2

Joblib for parallel computation taking more time for njob>1 (njob=2 takes 12.6s finished) than njob=1 (1.3s finished). I am in mac OSX 10.9 with 16GB RAM. Am I doing some mistake? Here is a simple demo code:

from joblib import Parallel, delayed
def func():
    for i in range(200):
        for j in range(300):
            yield i, j 

def evaluate(x):
    i=x[0]
    j=x[1]
    p=i*j
    return p, i, j

if __name__ == '__main__':
    results = Parallel(n_jobs=3, verbose=2)(delayed(evaluate)(x) for x in func())
    res, i, j = zip(*results)
SUV
  • 53
  • 6
  • See also: http://stackoverflow.com/questions/21027477/joblib-parallel-multiple-cpus-slower-than-single comprehensive answers to this question have been given. – Gael Varoquaux Jan 10 '16 at 22:09

1 Answers1

1

Short answer: Joblib is a multiprocessing system, and has a fair amount of overhead in booting up a new python process for each of your 3 simultaneous jobs. As a result, your specific code is likely to get even slower if you add more jobs.

There's some documentation about this here.
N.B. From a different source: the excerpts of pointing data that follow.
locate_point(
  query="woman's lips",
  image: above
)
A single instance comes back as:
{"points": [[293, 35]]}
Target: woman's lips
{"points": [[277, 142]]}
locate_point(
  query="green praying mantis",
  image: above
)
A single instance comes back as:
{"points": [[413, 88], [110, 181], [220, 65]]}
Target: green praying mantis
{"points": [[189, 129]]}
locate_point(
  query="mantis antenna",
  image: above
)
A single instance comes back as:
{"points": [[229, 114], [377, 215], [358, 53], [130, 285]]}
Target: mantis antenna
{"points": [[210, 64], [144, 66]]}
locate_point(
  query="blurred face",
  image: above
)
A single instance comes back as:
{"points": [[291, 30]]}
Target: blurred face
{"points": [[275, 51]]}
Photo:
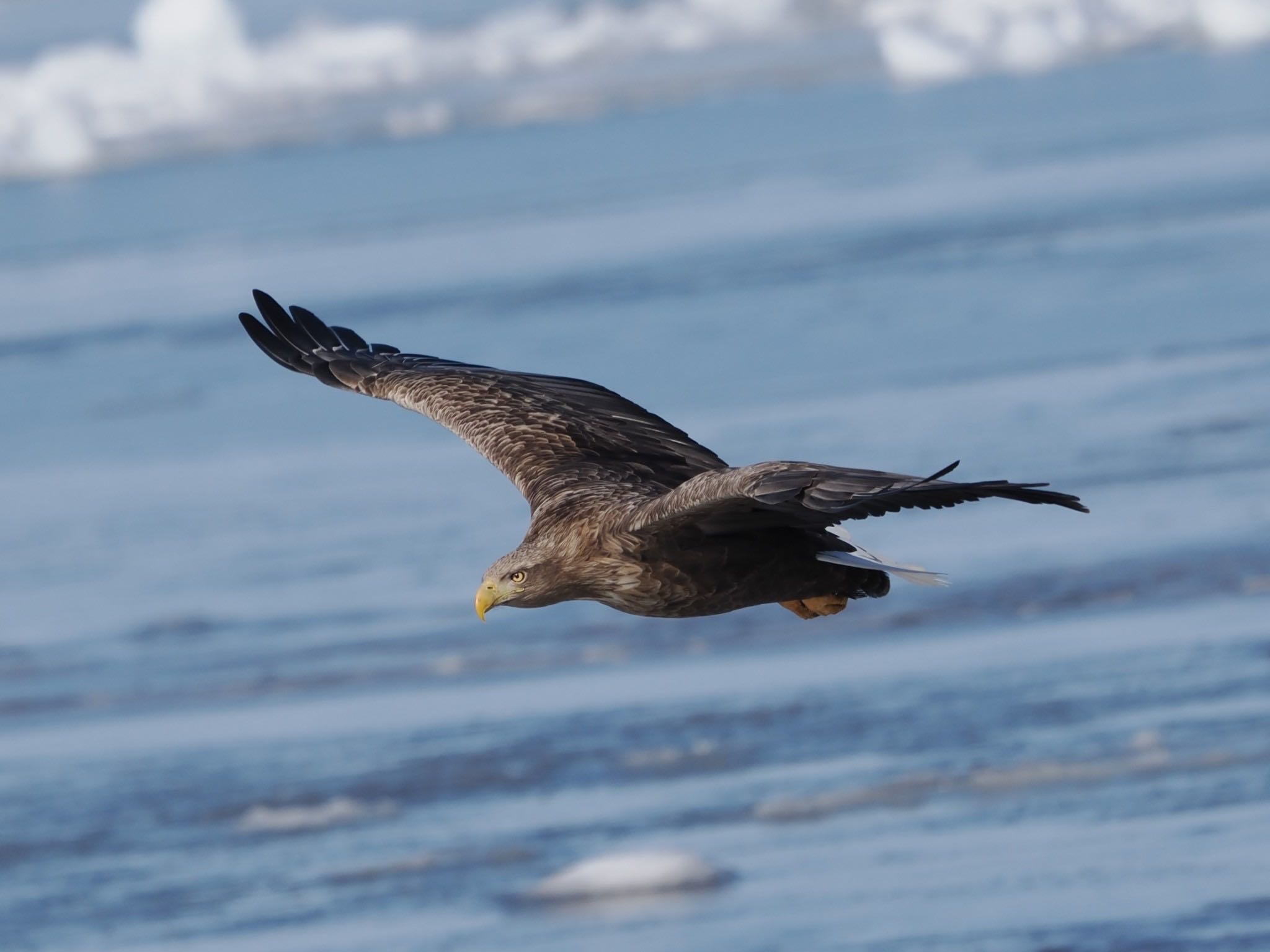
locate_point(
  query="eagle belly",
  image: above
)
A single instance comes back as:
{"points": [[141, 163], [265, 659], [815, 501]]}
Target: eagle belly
{"points": [[700, 574]]}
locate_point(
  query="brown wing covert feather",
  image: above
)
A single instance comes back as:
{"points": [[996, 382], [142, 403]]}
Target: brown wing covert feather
{"points": [[546, 434]]}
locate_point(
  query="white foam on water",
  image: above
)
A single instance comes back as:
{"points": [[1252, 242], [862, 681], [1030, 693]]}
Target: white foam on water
{"points": [[938, 41], [628, 874], [335, 811], [192, 78]]}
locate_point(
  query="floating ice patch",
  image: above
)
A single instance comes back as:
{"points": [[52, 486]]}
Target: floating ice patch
{"points": [[193, 80], [629, 874], [315, 817], [933, 41]]}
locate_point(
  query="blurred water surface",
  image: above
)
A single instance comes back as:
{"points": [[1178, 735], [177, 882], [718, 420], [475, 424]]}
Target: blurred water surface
{"points": [[244, 702]]}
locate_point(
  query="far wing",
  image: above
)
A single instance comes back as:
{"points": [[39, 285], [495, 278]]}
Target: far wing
{"points": [[546, 434], [810, 496]]}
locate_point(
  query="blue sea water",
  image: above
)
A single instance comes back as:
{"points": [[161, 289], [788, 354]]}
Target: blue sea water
{"points": [[244, 702]]}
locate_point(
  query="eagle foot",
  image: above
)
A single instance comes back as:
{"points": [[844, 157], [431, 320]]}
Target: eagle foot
{"points": [[815, 607]]}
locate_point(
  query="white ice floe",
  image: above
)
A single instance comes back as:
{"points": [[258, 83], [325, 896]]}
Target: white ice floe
{"points": [[314, 817], [934, 41], [628, 874], [193, 79]]}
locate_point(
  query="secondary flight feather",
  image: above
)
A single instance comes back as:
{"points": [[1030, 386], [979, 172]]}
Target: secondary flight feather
{"points": [[626, 509]]}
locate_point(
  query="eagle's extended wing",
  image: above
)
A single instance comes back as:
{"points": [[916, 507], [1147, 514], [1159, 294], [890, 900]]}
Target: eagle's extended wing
{"points": [[544, 433], [815, 497]]}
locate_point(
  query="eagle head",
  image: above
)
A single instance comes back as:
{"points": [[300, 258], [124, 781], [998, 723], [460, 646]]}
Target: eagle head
{"points": [[526, 578]]}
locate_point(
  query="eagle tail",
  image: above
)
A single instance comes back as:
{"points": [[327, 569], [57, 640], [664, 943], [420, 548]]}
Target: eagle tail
{"points": [[863, 559]]}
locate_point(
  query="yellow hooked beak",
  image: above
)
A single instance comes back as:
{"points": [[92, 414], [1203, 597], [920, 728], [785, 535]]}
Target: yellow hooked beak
{"points": [[487, 597]]}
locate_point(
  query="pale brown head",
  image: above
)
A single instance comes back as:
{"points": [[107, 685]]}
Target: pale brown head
{"points": [[528, 577]]}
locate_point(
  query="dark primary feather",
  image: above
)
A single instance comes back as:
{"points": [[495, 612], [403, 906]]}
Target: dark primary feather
{"points": [[548, 434], [812, 496]]}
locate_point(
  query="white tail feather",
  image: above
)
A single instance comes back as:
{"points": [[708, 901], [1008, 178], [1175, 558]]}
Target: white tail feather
{"points": [[860, 559]]}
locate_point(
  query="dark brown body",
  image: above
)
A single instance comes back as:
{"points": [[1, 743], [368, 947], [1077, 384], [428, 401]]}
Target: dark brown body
{"points": [[704, 574]]}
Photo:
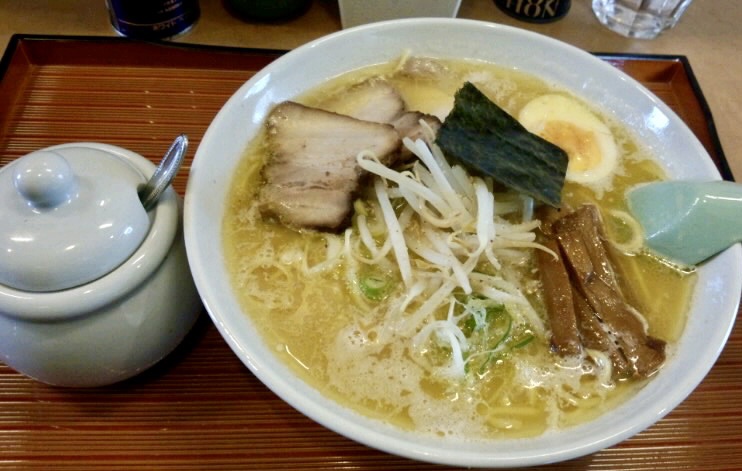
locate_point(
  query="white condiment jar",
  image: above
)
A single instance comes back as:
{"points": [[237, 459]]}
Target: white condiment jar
{"points": [[93, 288]]}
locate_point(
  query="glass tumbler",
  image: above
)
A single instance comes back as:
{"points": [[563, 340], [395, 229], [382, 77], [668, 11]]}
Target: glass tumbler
{"points": [[644, 19]]}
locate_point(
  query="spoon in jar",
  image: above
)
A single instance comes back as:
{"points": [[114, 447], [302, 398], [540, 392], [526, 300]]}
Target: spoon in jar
{"points": [[688, 222], [150, 192]]}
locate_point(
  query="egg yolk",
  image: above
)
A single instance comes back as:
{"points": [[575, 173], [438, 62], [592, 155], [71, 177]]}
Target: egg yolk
{"points": [[581, 146]]}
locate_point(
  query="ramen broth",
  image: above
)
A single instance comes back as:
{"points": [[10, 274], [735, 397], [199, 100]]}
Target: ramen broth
{"points": [[322, 329]]}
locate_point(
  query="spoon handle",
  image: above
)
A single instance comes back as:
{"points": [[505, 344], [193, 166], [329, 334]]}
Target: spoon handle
{"points": [[165, 172]]}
The workarounds aren't great:

  1. accept the overhead
  2. don't use parallel code
  3. Use multithreading instead of multiprocessing.. Unfortunately, multithreading is rarely an option unless you are using a fully compiled function in place of evaluate, because python is almost always single-threaded (see the python GIL).
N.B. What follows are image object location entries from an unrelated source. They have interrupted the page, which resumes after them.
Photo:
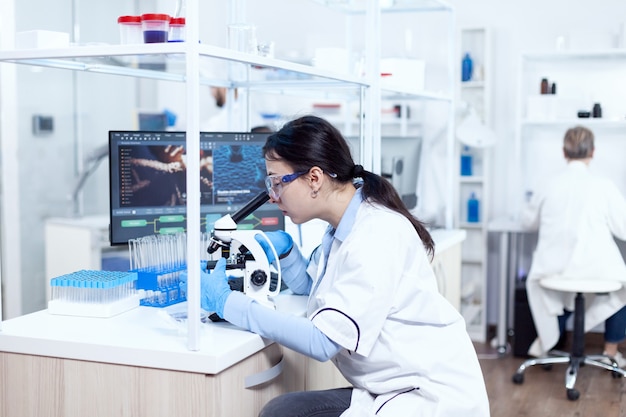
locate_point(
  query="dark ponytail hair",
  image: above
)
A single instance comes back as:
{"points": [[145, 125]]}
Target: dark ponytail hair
{"points": [[312, 141]]}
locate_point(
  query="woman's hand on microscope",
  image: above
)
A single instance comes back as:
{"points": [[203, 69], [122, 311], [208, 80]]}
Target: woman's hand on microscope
{"points": [[282, 242], [214, 288]]}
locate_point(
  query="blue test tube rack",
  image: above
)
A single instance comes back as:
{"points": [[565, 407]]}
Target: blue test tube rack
{"points": [[93, 293], [160, 286]]}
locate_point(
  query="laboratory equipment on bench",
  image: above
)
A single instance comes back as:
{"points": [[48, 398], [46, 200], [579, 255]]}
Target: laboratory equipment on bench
{"points": [[243, 251], [158, 261]]}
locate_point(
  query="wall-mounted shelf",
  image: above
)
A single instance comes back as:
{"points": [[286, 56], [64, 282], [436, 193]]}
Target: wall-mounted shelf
{"points": [[475, 96]]}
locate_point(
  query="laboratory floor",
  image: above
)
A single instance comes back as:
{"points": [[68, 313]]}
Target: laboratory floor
{"points": [[543, 392]]}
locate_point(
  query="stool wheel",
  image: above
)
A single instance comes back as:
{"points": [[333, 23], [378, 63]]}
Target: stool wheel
{"points": [[572, 394]]}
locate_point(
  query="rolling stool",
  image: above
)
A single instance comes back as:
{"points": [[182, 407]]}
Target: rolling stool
{"points": [[577, 357]]}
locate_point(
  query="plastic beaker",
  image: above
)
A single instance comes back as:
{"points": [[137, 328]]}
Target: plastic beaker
{"points": [[155, 27]]}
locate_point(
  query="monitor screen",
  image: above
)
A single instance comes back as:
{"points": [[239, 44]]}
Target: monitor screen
{"points": [[400, 163], [148, 182]]}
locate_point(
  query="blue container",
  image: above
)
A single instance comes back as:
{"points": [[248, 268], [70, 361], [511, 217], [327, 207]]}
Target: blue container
{"points": [[467, 68], [466, 162], [473, 209]]}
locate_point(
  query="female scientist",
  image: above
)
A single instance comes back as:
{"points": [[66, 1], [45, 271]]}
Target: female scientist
{"points": [[373, 308], [578, 214]]}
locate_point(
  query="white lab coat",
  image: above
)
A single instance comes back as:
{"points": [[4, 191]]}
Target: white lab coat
{"points": [[406, 349], [577, 214]]}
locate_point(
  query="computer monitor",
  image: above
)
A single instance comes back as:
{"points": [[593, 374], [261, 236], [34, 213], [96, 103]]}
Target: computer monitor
{"points": [[148, 182], [400, 163]]}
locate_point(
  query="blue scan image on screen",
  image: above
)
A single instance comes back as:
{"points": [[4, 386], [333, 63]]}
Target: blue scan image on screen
{"points": [[239, 173]]}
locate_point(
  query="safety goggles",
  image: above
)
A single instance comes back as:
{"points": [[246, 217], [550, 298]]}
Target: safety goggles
{"points": [[275, 183]]}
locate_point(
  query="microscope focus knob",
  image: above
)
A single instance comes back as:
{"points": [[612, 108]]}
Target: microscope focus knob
{"points": [[258, 278]]}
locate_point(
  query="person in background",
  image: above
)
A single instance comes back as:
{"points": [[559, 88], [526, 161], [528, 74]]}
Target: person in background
{"points": [[578, 214], [374, 309]]}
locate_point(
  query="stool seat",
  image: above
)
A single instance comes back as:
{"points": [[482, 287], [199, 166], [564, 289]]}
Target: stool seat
{"points": [[587, 286], [576, 358]]}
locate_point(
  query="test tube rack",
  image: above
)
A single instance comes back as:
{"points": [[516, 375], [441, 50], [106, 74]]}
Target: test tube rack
{"points": [[88, 293], [160, 287]]}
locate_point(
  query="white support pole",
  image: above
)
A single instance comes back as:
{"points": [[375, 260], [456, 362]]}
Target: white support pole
{"points": [[10, 275], [193, 176]]}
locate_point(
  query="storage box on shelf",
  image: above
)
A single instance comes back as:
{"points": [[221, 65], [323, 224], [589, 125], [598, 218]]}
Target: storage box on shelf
{"points": [[473, 173]]}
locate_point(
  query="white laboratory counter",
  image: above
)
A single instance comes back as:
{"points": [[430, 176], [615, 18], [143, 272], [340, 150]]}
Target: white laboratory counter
{"points": [[144, 336], [138, 364]]}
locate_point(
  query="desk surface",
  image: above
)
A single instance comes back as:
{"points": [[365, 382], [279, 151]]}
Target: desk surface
{"points": [[148, 337], [144, 336]]}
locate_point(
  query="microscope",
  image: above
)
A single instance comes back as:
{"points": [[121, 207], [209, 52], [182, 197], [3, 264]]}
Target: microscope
{"points": [[243, 252]]}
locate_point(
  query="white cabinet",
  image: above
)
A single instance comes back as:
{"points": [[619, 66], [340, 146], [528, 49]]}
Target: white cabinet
{"points": [[473, 174], [582, 79]]}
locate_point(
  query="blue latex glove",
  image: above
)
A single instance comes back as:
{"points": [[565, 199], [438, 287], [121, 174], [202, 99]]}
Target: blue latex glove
{"points": [[281, 241], [214, 288]]}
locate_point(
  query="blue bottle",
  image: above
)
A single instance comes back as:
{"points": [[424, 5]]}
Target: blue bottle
{"points": [[467, 67], [473, 206], [466, 162]]}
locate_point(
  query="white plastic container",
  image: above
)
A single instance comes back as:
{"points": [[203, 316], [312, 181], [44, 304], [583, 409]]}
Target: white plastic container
{"points": [[130, 30], [177, 30], [156, 27]]}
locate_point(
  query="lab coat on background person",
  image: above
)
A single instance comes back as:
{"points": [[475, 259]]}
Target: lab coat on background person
{"points": [[577, 214]]}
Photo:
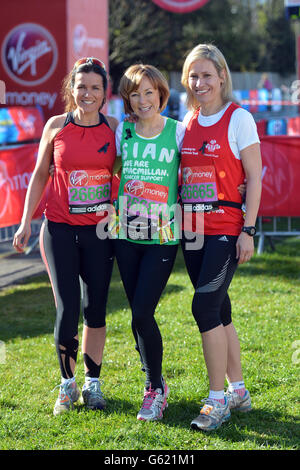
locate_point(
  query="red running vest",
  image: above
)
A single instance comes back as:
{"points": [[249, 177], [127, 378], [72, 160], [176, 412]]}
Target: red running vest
{"points": [[81, 185], [210, 176]]}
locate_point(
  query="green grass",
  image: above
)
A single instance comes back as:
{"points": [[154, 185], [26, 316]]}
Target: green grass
{"points": [[265, 298]]}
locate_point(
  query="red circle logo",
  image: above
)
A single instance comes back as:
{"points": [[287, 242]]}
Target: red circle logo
{"points": [[78, 178], [180, 6], [29, 54]]}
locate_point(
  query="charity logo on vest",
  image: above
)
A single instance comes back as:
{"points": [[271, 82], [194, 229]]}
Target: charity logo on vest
{"points": [[135, 187], [208, 148], [29, 54]]}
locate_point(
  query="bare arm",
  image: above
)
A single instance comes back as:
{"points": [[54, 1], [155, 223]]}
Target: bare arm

That said, for functions that take a long time, multiprocessing is often worth it. Depending on your application, it's really a judgment call. Note that every variable used in the function is copied to each process - variable copy is rare in python, so this can be a surprise. As a result, the overhead is in part a function of the size of the variables passed either explicitly or implicitly (eg. via use of global variables).

Alex
  • 46
  • 2